JAKARTA (POSBERITAKOTA) – Mulai awal tahun 2019 ini Komisi Pemberantasan Korupsi (KPK) bakal menerapkan pemborgolan bagi para tahanan kasus korupsi yang sedang menjalani proses pemeriksaan di lembaga antirasuah maupun menjalani persidangan di pengadilan Tindak Pidana Korupsi (Tipikor).
Juru Bicara KPK, Febri Diansyah, mengatakan bahwa pemborgolan terhadap para tahanan kasus korupsi mulai diterapkan di awal kerja KPK yakni Rabu (2/1). Menurutnya hal ini berdasarkan aturan hukum yang mengacu pada Peraturan KPK Nomor 01 Tahun 2012.

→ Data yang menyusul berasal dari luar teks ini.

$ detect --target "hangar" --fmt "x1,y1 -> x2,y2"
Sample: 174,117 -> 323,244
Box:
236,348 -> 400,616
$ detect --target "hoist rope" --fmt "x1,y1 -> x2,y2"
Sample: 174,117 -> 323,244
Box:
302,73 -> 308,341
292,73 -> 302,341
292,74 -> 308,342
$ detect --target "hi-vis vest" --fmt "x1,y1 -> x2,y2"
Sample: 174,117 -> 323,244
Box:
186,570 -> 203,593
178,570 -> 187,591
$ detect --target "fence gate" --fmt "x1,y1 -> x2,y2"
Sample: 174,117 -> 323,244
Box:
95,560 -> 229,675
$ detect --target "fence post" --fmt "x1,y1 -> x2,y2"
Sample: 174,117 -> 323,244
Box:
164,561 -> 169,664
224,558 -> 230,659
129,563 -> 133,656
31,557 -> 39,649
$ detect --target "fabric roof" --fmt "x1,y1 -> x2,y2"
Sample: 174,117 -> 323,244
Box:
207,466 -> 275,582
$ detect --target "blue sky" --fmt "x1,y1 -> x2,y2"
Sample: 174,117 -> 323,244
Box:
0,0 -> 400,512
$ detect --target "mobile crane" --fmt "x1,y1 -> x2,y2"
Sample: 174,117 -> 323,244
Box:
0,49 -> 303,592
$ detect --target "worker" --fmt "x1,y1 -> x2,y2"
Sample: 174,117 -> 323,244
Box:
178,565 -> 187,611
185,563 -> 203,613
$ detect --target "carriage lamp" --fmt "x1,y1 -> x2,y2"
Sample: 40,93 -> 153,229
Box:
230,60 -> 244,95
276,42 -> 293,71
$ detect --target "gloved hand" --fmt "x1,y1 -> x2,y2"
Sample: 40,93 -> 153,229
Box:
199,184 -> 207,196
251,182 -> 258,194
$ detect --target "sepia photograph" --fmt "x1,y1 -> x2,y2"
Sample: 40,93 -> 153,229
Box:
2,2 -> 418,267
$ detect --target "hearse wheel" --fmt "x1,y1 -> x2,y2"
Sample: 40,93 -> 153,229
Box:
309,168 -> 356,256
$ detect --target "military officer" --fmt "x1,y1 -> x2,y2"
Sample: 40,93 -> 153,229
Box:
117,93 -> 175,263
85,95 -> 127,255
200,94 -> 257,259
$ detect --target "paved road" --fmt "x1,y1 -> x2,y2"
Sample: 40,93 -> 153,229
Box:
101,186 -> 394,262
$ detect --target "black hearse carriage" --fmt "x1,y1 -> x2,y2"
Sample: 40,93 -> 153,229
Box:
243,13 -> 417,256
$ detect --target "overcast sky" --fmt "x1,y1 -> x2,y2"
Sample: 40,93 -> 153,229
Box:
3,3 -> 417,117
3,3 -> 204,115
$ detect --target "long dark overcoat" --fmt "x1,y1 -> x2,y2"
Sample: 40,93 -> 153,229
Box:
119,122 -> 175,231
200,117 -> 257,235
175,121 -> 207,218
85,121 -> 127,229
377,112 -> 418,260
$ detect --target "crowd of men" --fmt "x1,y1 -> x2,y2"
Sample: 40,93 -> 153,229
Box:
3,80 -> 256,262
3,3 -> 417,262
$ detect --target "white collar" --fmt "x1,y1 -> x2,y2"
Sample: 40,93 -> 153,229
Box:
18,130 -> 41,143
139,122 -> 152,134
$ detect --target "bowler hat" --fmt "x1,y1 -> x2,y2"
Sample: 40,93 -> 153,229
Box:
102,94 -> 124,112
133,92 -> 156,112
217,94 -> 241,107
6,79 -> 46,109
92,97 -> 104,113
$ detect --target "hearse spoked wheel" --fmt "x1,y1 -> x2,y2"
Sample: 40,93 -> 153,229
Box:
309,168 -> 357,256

“KPK mulai menerapkan ketentuan pada Peraturan KPK Nomor 01 Tahun 2012 tentang Perawatan Tahanan pada Rumah Tahanan KPK, khususnya Pasal 12 Ayat (2) yang mengatur bahwa dalam hal tahanan dibawa ke luar rutan, dilakukan pemborgolan,” kata Febri dalam keterangan tertulisnya.
Penerapan ini jelas disambut hangat semua kalangan. Seperti pemerhati hukum Stefanus Gunawan SH MHum. Langkah tersebut sangat didukungnya, biar tahanan koruptor punya rasa malu.
Advokat jebolan magister Universitas Gajah Mada ini menyebutkan di negara lainnya terutama Asia, para tersangka korupsi biasanya malu dan tertunduk saat dipublikasikan. Bahkan ada juga yang hendak bunuh diri karena sudah mempermalukan keluarga dan kolega.
“Saya sangat mengapresiasi pemborgolan terhadap para tahanan koruptor. Hal ini penting, agar mereka tidak ‘cengengesan’ dan menebar pencitraan. Maling saja diborgol, masa tersangka koruptor malah ‘cengengesan’, seolah merasa tidak bersalah,” tegas pengacara ibukota yang juga menjabat sebagai Ketua Komite Bidang Pendidikan dan Pengembangan Profesi Advokat Peradi (Perhimpunan Advokat Indonesia) kubu Juniver Girsang ini.
Menurut advokat yang pernah menerima penghargaan ‘The Leader Achieves In Development Award’ dari ‘Anugerah Indonesia’ dan ‘Asean Development Citra Award’s dari Yayasan Gema Karya’ ini, memang dalam pemberantasan korupsi di negara ini perlu ide lebih cemerlang. Artinya pemberantasan korupsi itu bukan cuma menimbulkan efek jera bagi pelakunya saja, tapi juga dipikirkan bagaimana membuat rasa malu mereka.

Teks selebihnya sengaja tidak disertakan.